Once inside the corporate network, the hacker looks for vulnerabilities on all the servers he can access. If he finds an unused server Admin account or an unprotected function, the hacker now makes himself a legitimate user on the network and he can search for strings of data that resemble credit card numbers, social security numbers, passwords, or government IDs. It is trivially easy for hackers to find sensitive data on your network since they do not ask for permission to look at it and they do not care if they crash a few servers. Often the hacker will use SQL commands that are obscure and out of date, or just SQL commands strange to normal workers. There are hundreds of SQL commands and hackers pour over old SQL books looking for strange command strings to infiltrate modern systems.
Entire data structures are systematically searched and reports of the searches sent to the Web server that dutifully prints it to a screen that is captured elsewhere in the world by the hacker for evil purposes. Thus, any server with sensitive data needs additional protection from what appears to be authorized users on the network.
Adding a layer of security to sensitive information goes a long way in making your company more resistant to infiltration and data exfiltration.
The problem is the old paradigm of “all the technical people and other servers should have admin rights on other servers”. If you don’t think this is real, just try suggesting that System Administrators not have access to the data in the databases they manage. Wow! Watch the feathers fly. Regardless, that is how high security networks are set up in certain high-security organizations. (Don’t ask.)
The point is that we still cling to the nice, mainframe-oriented paradigm that we are all friends inside the firewall and we should get around easily everywhere on the network.
Them days be gone for good!
Even worse, often when you try to demand that you identify sensitive data in the network for extra protection, you hear other people worry that this makes it easier for hackers to find–not knowing that finding sensitive data, while difficult for the legitimate user, is trivially easy for the hacker. Remember, the hacker asks for no permissions and does not care which systems he messes up.

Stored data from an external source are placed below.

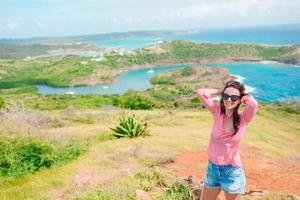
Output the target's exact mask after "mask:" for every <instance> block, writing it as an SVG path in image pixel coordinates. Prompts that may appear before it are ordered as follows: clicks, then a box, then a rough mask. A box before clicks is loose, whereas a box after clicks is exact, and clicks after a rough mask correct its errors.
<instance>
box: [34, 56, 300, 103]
mask: <svg viewBox="0 0 300 200" xmlns="http://www.w3.org/2000/svg"><path fill="white" fill-rule="evenodd" d="M206 66H207V67H210V66H221V67H224V68H226V69H228V70H229V72H230V74H231V75H234V76H236V77H238V80H239V81H241V82H242V83H244V84H245V85H246V87H247V90H248V91H249V92H250V94H252V95H253V96H255V98H256V99H257V100H258V101H260V102H278V101H284V102H290V101H293V100H295V99H298V98H299V96H300V67H299V66H293V65H284V64H263V63H256V62H235V63H225V64H218V65H216V64H211V65H210V64H208V65H206ZM185 67H187V66H186V65H178V66H164V67H157V68H153V69H152V70H153V73H149V72H150V70H151V69H149V68H148V69H139V70H132V71H126V72H124V73H122V74H121V75H120V76H119V77H118V79H117V80H118V81H117V82H116V83H112V84H104V85H96V86H85V87H69V88H53V87H49V86H46V85H39V86H38V93H42V94H54V93H56V94H66V93H72V94H73V93H74V94H124V93H125V92H126V91H128V90H130V89H131V90H145V89H147V88H149V87H151V84H150V82H149V80H150V79H151V78H152V77H153V76H155V75H157V74H159V73H161V72H164V71H169V70H176V69H183V68H185Z"/></svg>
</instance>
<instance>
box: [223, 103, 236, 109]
mask: <svg viewBox="0 0 300 200" xmlns="http://www.w3.org/2000/svg"><path fill="white" fill-rule="evenodd" d="M236 106H237V105H226V104H225V108H226V109H227V110H233V109H235V107H236Z"/></svg>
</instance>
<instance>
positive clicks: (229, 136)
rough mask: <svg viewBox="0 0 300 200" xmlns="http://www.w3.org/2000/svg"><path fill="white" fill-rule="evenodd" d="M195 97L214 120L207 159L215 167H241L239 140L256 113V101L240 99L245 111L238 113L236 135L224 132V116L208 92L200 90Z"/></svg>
mask: <svg viewBox="0 0 300 200" xmlns="http://www.w3.org/2000/svg"><path fill="white" fill-rule="evenodd" d="M197 95H198V97H199V99H200V100H201V102H202V104H203V105H204V106H205V107H206V108H207V109H208V110H209V111H210V112H211V113H212V114H213V119H214V121H213V128H212V131H211V135H210V141H209V145H208V159H209V160H210V161H211V162H212V163H214V164H216V165H233V166H236V167H240V166H242V162H241V158H240V153H239V149H240V143H241V138H242V136H243V134H244V132H245V129H246V127H247V125H248V123H249V122H250V121H251V119H252V118H253V117H254V115H255V113H256V111H257V102H256V100H255V99H254V98H253V97H251V96H248V95H246V96H244V97H243V98H242V102H243V103H244V104H245V109H244V111H243V112H240V113H239V116H240V124H239V129H238V131H237V132H236V134H233V132H226V131H224V114H222V113H221V109H220V105H219V104H217V103H215V102H214V101H213V100H212V99H210V97H211V94H210V92H209V91H208V90H206V89H200V90H198V91H197Z"/></svg>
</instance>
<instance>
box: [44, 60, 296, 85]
mask: <svg viewBox="0 0 300 200" xmlns="http://www.w3.org/2000/svg"><path fill="white" fill-rule="evenodd" d="M230 62H258V63H261V64H273V65H280V64H283V65H293V64H289V63H281V62H278V61H272V60H261V59H251V58H247V59H234V58H219V59H214V60H209V59H203V60H201V61H200V62H182V63H180V62H178V63H174V62H171V61H166V62H158V63H151V64H150V65H149V64H143V65H133V66H131V67H128V66H127V67H124V68H122V69H118V70H117V71H115V73H113V74H112V79H113V80H112V81H102V80H95V79H93V81H88V82H87V83H86V84H82V83H81V84H80V83H79V84H72V85H69V86H68V87H80V86H96V85H100V86H101V85H105V84H112V83H116V82H118V80H117V77H118V76H119V75H121V74H122V73H124V72H126V71H131V70H140V69H147V68H159V67H164V66H170V67H174V66H179V65H187V66H191V65H196V66H201V65H203V64H216V67H217V66H218V64H223V63H230ZM295 66H299V67H300V65H295ZM91 76H93V74H92V75H91ZM76 85H77V86H76ZM48 86H51V85H48ZM51 87H52V86H51ZM63 87H64V86H63Z"/></svg>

“Security by obscurity” is what H. L. Menken meant when he wrote his famous quote: “Every complex problem has one, obvious, easy to understand, wrong answer.”
If you put forth the idea that at least the very sensitive data should be protected or encrypted until used in a business process, you might be told that this will not only cost more than the budget can allow, but will slow transactions downs marginally and force users to perform an extra task to access it. The fact that it will stop hackers is never fully considered.
Management will often spend untold millions to make certain that Web apps can find that size 14 blue rain jacket among the zillion items in huge warehouses scattered across the globe, but spend precious little to locate and secure their highly sensitive data. This is why so many companies, hospitals, law firms, insurance agencies, and consumer corporations find their customer’s data published on the Internet.
This paradigm of universal access deserves to die.